SCOPE
Document scope
AdaptOrch SaaS, control plane, API gateway, Supabase, Upstash Redis, Railway deployment, and operational workstations.
Status: first operational draft, pending legal review. It must be reviewed by counsel, the privacy owner, and the security owner before it is published as a binding policy or attached to a signed enterprise agreement.
§ 01
Purpose
This policy defines AdaptOrch's baseline security commitments for protecting confidentiality, integrity, and availability across the SaaS control plane.
The policy is designed as a practical pre-ISO operating document: it is not a certification claim, but it establishes the evidence that a customer or auditor expects to see before formal ISO/ISMS work begins.
§ 02
Security principles
Least privilege is the default: production access is granted only when required for a documented role and is reviewed on a recurring basis.

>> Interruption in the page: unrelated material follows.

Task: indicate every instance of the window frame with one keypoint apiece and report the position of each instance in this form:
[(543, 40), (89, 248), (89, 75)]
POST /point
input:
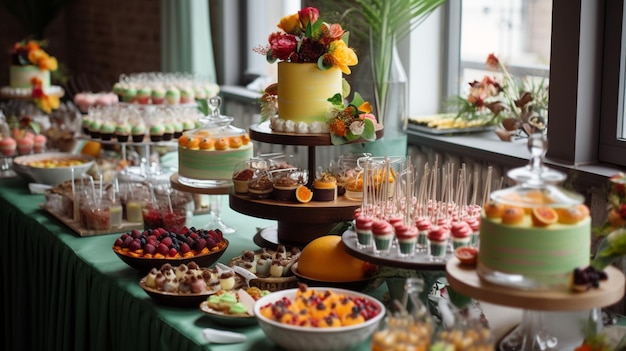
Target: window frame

Customer content, prompts, API keys, run metadata, billing metadata, and audit logs are classified and handled according to sensitivity.
Security controls must be observable. Important administrative actions, API key events, authentication changes, and provider-routing changes are logged.
External LLM calls are treated as controlled subprocessors or external processing paths. Only the minimum task data required for inference is sent.
§ 03
Baseline controls
Authentication: user access uses Supabase authentication or equivalent identity controls. Private tenant API endpoints require a valid bearer token in production.
Authorization: tenant-scoped data is filtered by tenant context. Administrative operations require explicit role checks and should not rely on client-side state alone.
Secrets: production secrets are stored in environment-managed secret stores. Secrets must not be committed to source control, logs, screenshots, or support tickets.
Encryption: TLS is required for browser/API traffic. Managed storage providers are expected to provide encryption at rest for production data stores.
Change management: security-sensitive code paths such as auth, API keys, rate limits, billing, and provider routing require code review and test evidence before release.
Monitoring: health endpoints, rate-limit events, lead/API abuse signals, and audit events are monitored for abnormal behavior.
§ 04
Review cadence
This policy is reviewed at least quarterly and after any material incident, provider change, architecture change, or major customer security review.